By Rudolf Donauer
Over the last couple of years, the data team at Project A supported multiple portfolio companies with building their data warehouse. A data warehouse is used for reporting/ data analysis and is considered a core component of business intelligence. By combining different data sources in one integrated system, the data can be used for many different use cases (e.g. advanced marketing attribution, churn prediction, sales funnel analysis) and is relevant for B2C and B2B companies alike. Before we go into details, here are a few trends we observed across the entire startup ecosystem:
- Data-driven workforce: demand for data is increasing as more employees are eager to gain access to reports, focus on KPIs and crunch data themselves
- Greater usage of tools: start-ups deploy a wide range of SaaS tools to run their business, thus creating valuable data points in various systems.
- Scalable infrastructure: there are new technologies available that are scalable, cost-efficient and easy to maintain
With these observations in mind, it has never been easier and cheaper to build a data stack. In general, we expect most of our ventures to build a data warehouse at some point, however, the timing will certainly differ depending on the industry, business model and the role data plays in it. We have seen DWHs being developed early (<10 employees) and late (>200 employees) and thus gained a better understanding of different reasons that led to building a more advanced data stack.

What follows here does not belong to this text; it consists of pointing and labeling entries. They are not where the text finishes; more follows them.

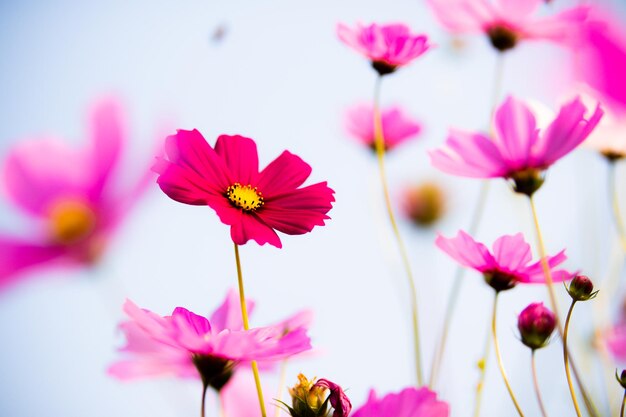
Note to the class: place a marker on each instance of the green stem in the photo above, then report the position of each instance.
(499, 356)
(379, 143)
(566, 360)
(536, 384)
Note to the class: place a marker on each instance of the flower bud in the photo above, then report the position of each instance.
(424, 204)
(581, 288)
(536, 324)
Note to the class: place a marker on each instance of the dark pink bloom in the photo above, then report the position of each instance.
(508, 21)
(190, 346)
(536, 324)
(397, 126)
(227, 179)
(338, 399)
(519, 150)
(508, 264)
(75, 197)
(410, 402)
(387, 46)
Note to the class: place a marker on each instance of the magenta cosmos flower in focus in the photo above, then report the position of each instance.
(506, 22)
(507, 265)
(519, 150)
(226, 178)
(190, 346)
(410, 402)
(398, 127)
(75, 197)
(387, 46)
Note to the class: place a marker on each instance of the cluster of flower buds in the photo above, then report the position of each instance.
(311, 398)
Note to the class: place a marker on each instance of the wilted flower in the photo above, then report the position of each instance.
(424, 204)
(536, 324)
(387, 46)
(75, 198)
(189, 346)
(397, 126)
(507, 265)
(254, 204)
(507, 22)
(410, 402)
(519, 151)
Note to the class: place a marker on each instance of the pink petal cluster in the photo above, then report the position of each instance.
(74, 197)
(226, 178)
(168, 345)
(410, 402)
(398, 127)
(518, 145)
(508, 262)
(508, 21)
(388, 46)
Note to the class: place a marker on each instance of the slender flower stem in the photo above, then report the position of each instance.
(379, 142)
(617, 217)
(536, 384)
(281, 385)
(499, 356)
(550, 284)
(202, 406)
(566, 360)
(246, 326)
(482, 366)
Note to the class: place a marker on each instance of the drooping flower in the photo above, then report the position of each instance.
(508, 264)
(410, 402)
(190, 346)
(507, 22)
(75, 198)
(519, 150)
(424, 203)
(536, 323)
(386, 46)
(397, 126)
(226, 178)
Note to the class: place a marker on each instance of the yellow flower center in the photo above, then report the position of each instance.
(71, 221)
(245, 197)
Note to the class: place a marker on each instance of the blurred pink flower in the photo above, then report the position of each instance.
(397, 126)
(387, 46)
(508, 264)
(506, 22)
(227, 179)
(410, 402)
(75, 197)
(188, 345)
(518, 149)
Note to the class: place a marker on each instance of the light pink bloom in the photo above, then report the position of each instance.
(226, 178)
(75, 198)
(508, 264)
(518, 149)
(506, 22)
(397, 126)
(181, 344)
(387, 46)
(410, 402)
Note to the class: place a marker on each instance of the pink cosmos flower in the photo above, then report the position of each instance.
(410, 402)
(397, 126)
(187, 345)
(227, 179)
(519, 150)
(75, 198)
(506, 22)
(507, 265)
(387, 46)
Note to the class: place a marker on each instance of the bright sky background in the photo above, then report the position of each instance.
(280, 76)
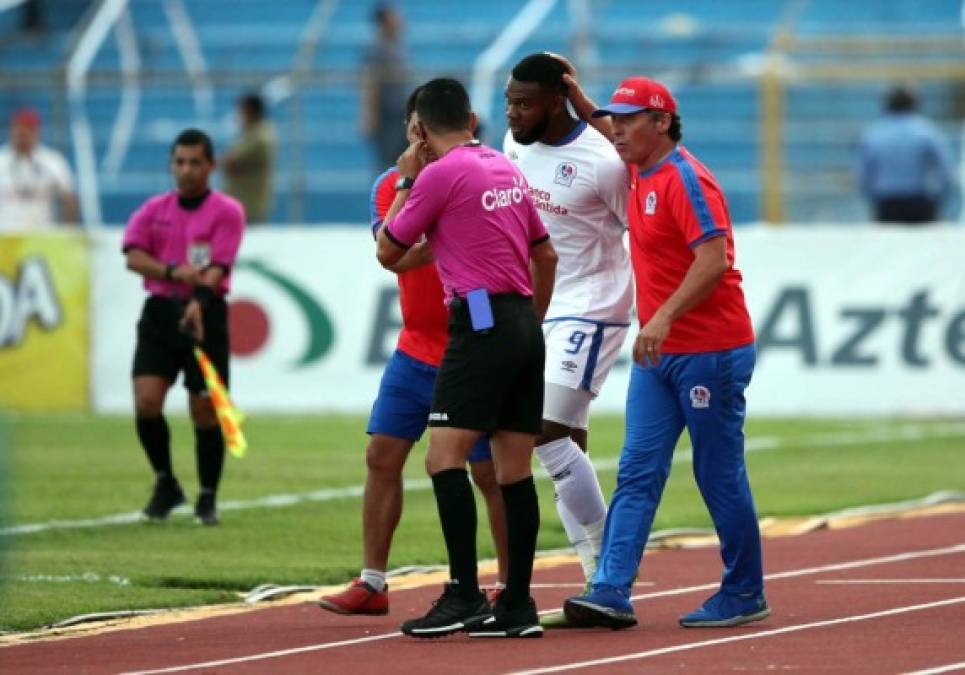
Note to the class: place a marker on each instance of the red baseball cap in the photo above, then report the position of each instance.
(28, 117)
(636, 94)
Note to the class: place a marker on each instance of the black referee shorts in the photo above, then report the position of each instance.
(163, 350)
(492, 380)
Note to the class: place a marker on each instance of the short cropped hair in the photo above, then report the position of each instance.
(382, 11)
(542, 69)
(195, 137)
(254, 104)
(674, 131)
(901, 99)
(410, 103)
(443, 105)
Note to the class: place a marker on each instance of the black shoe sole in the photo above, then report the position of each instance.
(441, 631)
(528, 631)
(587, 615)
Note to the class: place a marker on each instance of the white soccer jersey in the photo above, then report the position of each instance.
(580, 189)
(30, 187)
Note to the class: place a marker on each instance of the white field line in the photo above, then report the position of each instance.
(895, 434)
(898, 557)
(889, 581)
(580, 586)
(739, 638)
(324, 495)
(950, 668)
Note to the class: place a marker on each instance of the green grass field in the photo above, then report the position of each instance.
(65, 468)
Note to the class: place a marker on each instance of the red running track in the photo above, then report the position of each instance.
(885, 597)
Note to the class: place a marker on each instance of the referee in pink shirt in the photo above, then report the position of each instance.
(472, 207)
(184, 243)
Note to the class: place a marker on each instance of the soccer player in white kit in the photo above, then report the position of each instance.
(579, 185)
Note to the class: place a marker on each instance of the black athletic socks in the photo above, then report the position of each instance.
(209, 448)
(457, 513)
(522, 521)
(156, 440)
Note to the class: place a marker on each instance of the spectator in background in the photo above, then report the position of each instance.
(384, 87)
(249, 163)
(905, 171)
(34, 179)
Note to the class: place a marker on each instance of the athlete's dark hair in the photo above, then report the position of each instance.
(254, 104)
(900, 99)
(382, 11)
(195, 137)
(443, 105)
(675, 131)
(410, 103)
(542, 69)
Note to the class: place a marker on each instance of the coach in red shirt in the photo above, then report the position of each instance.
(693, 358)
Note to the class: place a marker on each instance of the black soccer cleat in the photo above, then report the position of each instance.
(167, 496)
(519, 622)
(205, 511)
(450, 614)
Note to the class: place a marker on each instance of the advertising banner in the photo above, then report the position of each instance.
(44, 289)
(849, 321)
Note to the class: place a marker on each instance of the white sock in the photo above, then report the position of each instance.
(587, 548)
(579, 499)
(374, 578)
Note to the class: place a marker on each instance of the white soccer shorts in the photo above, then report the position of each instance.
(579, 356)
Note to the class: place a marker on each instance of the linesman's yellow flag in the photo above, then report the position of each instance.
(229, 417)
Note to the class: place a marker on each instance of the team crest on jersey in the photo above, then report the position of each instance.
(700, 397)
(651, 203)
(565, 173)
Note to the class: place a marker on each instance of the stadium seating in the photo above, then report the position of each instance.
(706, 50)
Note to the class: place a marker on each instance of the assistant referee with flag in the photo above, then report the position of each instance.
(184, 243)
(472, 206)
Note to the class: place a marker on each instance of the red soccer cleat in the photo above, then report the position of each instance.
(358, 598)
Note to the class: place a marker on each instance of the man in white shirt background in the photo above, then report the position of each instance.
(36, 184)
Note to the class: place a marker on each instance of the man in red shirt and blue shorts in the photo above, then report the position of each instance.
(693, 358)
(401, 412)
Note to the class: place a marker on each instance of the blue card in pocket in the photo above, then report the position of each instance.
(480, 311)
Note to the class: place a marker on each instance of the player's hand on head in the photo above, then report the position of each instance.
(413, 160)
(567, 65)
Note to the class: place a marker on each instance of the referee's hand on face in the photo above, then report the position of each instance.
(413, 160)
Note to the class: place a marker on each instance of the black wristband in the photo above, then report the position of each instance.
(202, 294)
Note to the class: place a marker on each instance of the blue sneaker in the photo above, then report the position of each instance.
(723, 610)
(603, 606)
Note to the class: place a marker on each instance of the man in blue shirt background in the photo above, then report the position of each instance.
(905, 168)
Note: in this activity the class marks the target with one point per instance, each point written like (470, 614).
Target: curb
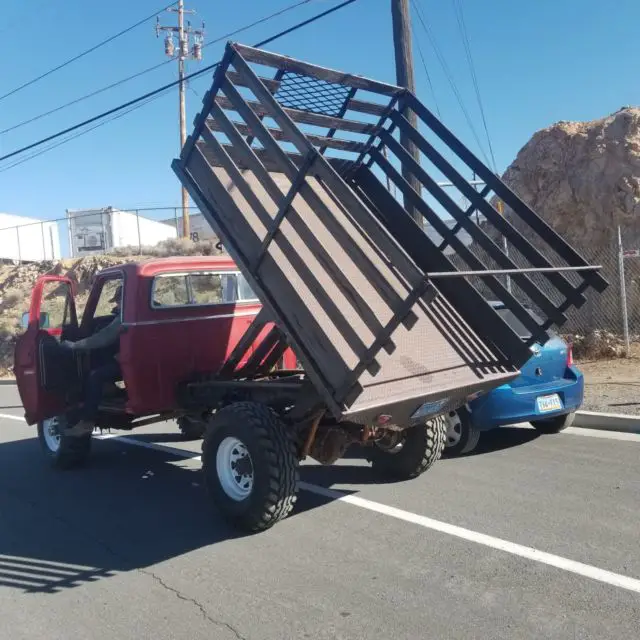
(607, 421)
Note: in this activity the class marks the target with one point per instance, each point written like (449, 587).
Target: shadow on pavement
(131, 508)
(128, 509)
(499, 440)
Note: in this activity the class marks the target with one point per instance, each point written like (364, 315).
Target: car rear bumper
(508, 405)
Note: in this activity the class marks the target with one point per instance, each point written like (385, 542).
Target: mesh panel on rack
(310, 94)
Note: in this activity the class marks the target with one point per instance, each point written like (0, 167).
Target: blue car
(547, 394)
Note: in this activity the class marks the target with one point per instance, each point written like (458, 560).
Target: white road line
(529, 553)
(601, 433)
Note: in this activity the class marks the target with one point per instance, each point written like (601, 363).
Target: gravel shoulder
(612, 386)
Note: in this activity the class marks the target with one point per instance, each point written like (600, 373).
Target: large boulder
(584, 177)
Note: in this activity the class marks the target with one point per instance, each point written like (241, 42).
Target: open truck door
(42, 369)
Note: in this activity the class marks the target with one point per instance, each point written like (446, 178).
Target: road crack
(193, 601)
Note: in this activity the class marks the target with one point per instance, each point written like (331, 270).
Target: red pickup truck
(182, 321)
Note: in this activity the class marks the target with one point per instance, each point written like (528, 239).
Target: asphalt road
(532, 537)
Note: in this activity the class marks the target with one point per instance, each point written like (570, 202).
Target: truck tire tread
(272, 449)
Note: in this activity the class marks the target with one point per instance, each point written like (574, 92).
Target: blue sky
(537, 63)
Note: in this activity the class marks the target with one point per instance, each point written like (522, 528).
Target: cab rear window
(199, 289)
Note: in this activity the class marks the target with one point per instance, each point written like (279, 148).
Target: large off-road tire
(192, 427)
(461, 436)
(555, 424)
(62, 451)
(416, 450)
(250, 465)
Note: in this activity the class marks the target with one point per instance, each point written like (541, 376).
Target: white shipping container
(25, 239)
(94, 231)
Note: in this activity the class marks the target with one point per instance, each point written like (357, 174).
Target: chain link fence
(96, 231)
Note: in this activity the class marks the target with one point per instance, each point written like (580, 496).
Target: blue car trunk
(548, 362)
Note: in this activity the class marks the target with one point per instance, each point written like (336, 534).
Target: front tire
(415, 451)
(462, 437)
(554, 425)
(250, 466)
(62, 451)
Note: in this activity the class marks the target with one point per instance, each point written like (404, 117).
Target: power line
(462, 26)
(449, 76)
(85, 97)
(153, 68)
(77, 135)
(166, 87)
(427, 74)
(83, 54)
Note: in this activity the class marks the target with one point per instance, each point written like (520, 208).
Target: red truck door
(52, 310)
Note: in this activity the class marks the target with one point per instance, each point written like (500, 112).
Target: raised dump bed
(293, 172)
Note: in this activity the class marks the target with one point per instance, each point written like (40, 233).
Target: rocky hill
(584, 177)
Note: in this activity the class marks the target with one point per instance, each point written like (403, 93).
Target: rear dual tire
(414, 452)
(462, 437)
(250, 466)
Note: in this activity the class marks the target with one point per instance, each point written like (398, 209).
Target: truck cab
(181, 318)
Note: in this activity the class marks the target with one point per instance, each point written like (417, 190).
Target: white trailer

Data at early-stage startups
A typical startup around the Series A funding frequently has the following set-up: 1) application database 2) Google Sheets & .csv files 3) external tools. The Excel reporting is based on the output of multiple SQL queries, copied & pasted from one place to another. With each new report the complexity and time spent on maintenance increases, making it hard to debug and test. Also, there is no designated ownership of data-related topics. Don’t get us wrong here, we encourage reporting in tools and Google Sheets up to a certain stage because it’s fast, cheap and easily accessible. However, you should consider to step up your data infrastructure game when you start to feel too familiar with some of the indicators below:
- Built-in reporting by CRM tools is no longer sufficient and creates knowledge silos
- Heavy maintenance to sustain reporting in Excel / Google Sheets
- Present team that is capable to shape a data-driven culture
- The increasing volume of data exceeds the limits of current solutions
- Unclear definitions of core KPIs resulting in conflicting analysis and communication
- Growing demand for more advanced insights by business stakeholders
- Frequent data inconsistency issues and consequent lack of trust in reports
- Increasing complexity of calculations due to more advanced business logic
- Requirements to create a central report visualizing the performance of multiple data sources
- Many repetitive tasks such as manual historicization of KPIs per week
While some of the indicators are more visible (e.g. data inconsistencies); others usually only come to attention once the unstructured gathering and processing of data have become a huge hurdle. Sooner or later, almost every founder will eventually face some of the issues above, the solution for which is — a data warehouse.
Your first data hire
Before you can start building something awesome, there has to be somebody or even a team that can take ownership of this project (see #3). Therefore, it is essential to recruit a strong and senior generalist in the field of data. Think of somebody who can do data transformations in SQL and also understands business processes in sales, marketing and operations very well. Quite often, these people have a consulting or business development background and then went on to develop in the area of business intelligence. Generally, these profiles are hard to find but don’t make the mistake to hire a junior position or a ‘pure’ data scientist. It’s important to lay a solid foundation before you start getting fancy as initial mistakes in the set up will be costly once you are scaling. Here’s a list of traits that we’re looking for in our candidates:
- University degree and (more importantly) an affinity for numbers
- Relevant working experience in the fields of data and analytics in fast-paced, high-performance environments
- Familiarity with the data tool landscape to extract, transform and visualize data (Google Analytics, Snowplow, Snowflake, Big Query, PostgreSQL, Mode, Tableau, Looker,… — you name it)
- Excellent analytical, and strong communication skills as well as a hands-on mentality
Please keep in mind, having all relevant data available in one place (a single source of truth) is not the end but rather the beginning of a journey towards data-driven decision making.
I would like to thank my colleagues Selim, Cyprien, and Martin for their feedback.